Ted and Al Gentry in a helicopter, ?Country, ?year (photo by Kim Awbrey)

Ted and Al Gentry in a helicopter, ?Country, ?year (photo by Kim Awbrey)

    In short, that is how only a few years later a single-engine Cessna carrying seven people would come to beeline northwest from Guayaquil but then become lost and crash to earth. On that day, the RAP team had just completed its seventh expedition, this time to the Cordillera del Co’ndor on the border of Peru and Ecuador. Ted, Al, and Ted’s fiancée, Jaqueline Goerck, were exhausted when they arrived by Land Rover in Guayaquil that afternoon.  But they could not turn down Eduardo Aspiazu’s entreaty—to have them hop in a plane he had waiting for them, and embark on a quick over-flight of coastal mountain habitats he was desperately hoping could be saved before deforestation might seal their fate….

    Three of the passengers did survive the ensuing accident:  Jaqueline Goerck (now a prominent ornithologist in Brazil and Director of Save Brasil), Alfredo Luna (a field biologist who has been unable to work since the accident,  but is very involved in the indigenous rights movement in Ecuador), and Carmen Bonifaz de Elao (a professor of botany at University of Guayaquil)–but for their stories we must wait for another time.

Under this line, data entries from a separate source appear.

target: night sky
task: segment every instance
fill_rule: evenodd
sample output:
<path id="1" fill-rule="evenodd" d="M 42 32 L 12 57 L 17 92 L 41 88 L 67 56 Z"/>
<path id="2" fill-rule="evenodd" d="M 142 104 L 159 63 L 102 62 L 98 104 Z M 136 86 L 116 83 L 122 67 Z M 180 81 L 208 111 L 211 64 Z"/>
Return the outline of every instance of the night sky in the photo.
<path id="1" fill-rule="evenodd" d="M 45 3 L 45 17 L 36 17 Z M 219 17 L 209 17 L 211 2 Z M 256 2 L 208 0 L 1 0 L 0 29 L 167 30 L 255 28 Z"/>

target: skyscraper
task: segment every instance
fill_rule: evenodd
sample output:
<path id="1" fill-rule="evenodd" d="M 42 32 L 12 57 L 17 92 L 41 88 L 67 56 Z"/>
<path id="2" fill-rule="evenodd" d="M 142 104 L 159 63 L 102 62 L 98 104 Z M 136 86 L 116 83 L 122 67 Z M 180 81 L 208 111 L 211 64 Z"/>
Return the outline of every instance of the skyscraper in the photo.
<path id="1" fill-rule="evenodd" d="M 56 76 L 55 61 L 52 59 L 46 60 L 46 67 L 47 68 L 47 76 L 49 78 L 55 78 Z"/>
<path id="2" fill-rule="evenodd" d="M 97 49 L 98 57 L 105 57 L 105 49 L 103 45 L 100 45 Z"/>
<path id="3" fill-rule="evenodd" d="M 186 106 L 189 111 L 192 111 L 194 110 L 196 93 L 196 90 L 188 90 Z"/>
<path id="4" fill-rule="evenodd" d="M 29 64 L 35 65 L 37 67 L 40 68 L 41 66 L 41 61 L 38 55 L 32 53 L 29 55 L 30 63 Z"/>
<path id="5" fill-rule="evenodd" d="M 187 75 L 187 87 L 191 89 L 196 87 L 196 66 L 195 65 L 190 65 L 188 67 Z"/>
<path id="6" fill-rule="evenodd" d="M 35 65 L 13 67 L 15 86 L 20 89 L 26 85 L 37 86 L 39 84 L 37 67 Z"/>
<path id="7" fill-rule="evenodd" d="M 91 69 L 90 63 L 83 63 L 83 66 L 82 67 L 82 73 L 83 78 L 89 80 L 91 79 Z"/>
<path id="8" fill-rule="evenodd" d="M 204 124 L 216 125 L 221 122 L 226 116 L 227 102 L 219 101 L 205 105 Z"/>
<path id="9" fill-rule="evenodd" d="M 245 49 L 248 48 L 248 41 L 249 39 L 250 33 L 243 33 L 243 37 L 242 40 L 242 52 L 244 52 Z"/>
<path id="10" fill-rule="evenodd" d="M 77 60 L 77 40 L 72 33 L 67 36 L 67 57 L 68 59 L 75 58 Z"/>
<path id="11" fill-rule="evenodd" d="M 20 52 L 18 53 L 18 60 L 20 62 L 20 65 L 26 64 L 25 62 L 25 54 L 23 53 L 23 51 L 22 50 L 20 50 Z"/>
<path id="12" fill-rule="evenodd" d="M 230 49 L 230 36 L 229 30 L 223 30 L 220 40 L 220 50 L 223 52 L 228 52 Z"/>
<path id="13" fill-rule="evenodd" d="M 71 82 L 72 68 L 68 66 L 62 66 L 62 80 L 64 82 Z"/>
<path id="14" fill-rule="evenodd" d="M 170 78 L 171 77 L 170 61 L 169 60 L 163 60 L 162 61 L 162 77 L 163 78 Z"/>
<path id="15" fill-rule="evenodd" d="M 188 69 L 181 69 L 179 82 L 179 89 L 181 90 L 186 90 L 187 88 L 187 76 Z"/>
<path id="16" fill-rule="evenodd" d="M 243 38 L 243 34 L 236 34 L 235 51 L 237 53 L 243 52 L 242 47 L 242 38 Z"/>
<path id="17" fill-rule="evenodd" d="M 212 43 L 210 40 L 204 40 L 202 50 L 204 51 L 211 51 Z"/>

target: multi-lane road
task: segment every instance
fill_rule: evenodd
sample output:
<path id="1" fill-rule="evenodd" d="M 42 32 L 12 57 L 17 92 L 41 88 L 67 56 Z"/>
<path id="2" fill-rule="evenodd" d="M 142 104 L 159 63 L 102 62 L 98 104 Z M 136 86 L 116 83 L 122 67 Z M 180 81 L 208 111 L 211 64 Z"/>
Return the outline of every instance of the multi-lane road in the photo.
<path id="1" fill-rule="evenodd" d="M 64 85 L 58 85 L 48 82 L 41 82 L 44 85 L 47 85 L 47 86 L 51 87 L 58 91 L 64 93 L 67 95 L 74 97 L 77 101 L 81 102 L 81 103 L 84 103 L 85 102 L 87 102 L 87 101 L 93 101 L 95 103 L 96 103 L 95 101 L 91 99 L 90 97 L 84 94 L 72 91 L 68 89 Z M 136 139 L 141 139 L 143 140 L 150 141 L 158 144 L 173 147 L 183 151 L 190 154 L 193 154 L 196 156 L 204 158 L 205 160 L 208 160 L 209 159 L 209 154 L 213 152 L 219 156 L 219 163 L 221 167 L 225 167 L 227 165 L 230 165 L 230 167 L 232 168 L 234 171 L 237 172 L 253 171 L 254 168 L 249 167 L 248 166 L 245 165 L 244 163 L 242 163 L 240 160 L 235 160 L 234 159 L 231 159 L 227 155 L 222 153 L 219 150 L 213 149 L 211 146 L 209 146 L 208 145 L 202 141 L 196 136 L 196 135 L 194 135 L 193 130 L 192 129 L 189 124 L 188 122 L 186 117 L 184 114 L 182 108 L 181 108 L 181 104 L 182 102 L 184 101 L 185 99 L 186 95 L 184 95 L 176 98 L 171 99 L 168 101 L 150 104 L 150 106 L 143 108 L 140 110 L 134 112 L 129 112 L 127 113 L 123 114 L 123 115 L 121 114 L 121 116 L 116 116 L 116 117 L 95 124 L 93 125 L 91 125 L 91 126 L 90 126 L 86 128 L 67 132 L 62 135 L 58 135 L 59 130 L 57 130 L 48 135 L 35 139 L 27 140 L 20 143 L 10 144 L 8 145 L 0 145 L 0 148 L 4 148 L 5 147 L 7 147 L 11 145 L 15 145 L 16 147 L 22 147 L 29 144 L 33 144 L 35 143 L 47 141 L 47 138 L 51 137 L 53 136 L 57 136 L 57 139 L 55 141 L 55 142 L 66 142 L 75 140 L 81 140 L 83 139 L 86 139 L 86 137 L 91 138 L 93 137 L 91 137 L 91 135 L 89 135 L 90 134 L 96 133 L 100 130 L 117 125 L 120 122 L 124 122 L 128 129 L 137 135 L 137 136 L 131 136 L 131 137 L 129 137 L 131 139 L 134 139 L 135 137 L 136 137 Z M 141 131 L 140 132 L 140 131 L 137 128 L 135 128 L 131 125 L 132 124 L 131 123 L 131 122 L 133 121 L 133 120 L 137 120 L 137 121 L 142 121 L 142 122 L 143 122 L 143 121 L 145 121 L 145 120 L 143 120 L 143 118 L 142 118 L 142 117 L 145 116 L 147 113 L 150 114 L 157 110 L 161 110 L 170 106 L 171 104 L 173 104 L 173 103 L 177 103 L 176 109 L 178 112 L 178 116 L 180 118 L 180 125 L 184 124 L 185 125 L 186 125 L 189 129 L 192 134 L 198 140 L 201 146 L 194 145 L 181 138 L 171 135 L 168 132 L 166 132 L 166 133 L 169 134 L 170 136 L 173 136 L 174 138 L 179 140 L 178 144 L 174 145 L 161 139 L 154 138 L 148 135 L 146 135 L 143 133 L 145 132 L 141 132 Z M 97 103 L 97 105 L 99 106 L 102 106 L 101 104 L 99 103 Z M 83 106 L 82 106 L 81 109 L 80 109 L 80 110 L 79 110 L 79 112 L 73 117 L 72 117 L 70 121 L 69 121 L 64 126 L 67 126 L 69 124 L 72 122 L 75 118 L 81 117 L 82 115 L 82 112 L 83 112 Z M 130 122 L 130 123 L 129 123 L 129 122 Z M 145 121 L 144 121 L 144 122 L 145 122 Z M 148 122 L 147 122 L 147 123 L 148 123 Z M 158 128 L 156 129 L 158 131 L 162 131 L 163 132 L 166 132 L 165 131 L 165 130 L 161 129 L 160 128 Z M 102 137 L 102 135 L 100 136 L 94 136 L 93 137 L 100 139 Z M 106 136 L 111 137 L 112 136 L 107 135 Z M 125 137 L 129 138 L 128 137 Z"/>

canopy gap opened up by the ill-fated aircraft carrying Ted Parker and colleagues (photo courtesy of Alfredo Luna **)

Canopy gap opened up by the ill-fated aircraft carrying Ted Parker and colleagues (photo courtesy of Alfredo Luna **)

plaque placed by Carol Walton at the crash site on February 14, 1995  (photo by Carol Walton)

Plaque placed by Carol Walton at the crash site on February 14, 1995 (photo by Carol Walton)

      So, the legacy of this bird-nerdy kid who became one of the greatest field ornithologists and then an internationally renowned conservationist, and who spent fully ten years of the last half of his life exploring the southerly American latitudes, lives on.  In addition to his indefatigable zeal and relentless hard work, what allowed him to be so successful were his auditory magic, a prodigious memory, and endearing charisma. The fact that two memorial Festschrift volumes (totaling over 1,200 pages) were published in his honor on two continents speaks to the remarkable impact of his life, his work, and his vision. As a result, and because of the efforts of so many with whom he collaborated, and whom he influenced, there’s a bit more of a chance that some remarkable habitats may yet be saved, and the people who live in those places may then be in a position to shepherd their earthly inheritance not only for their own good but for the benefit of all humanity.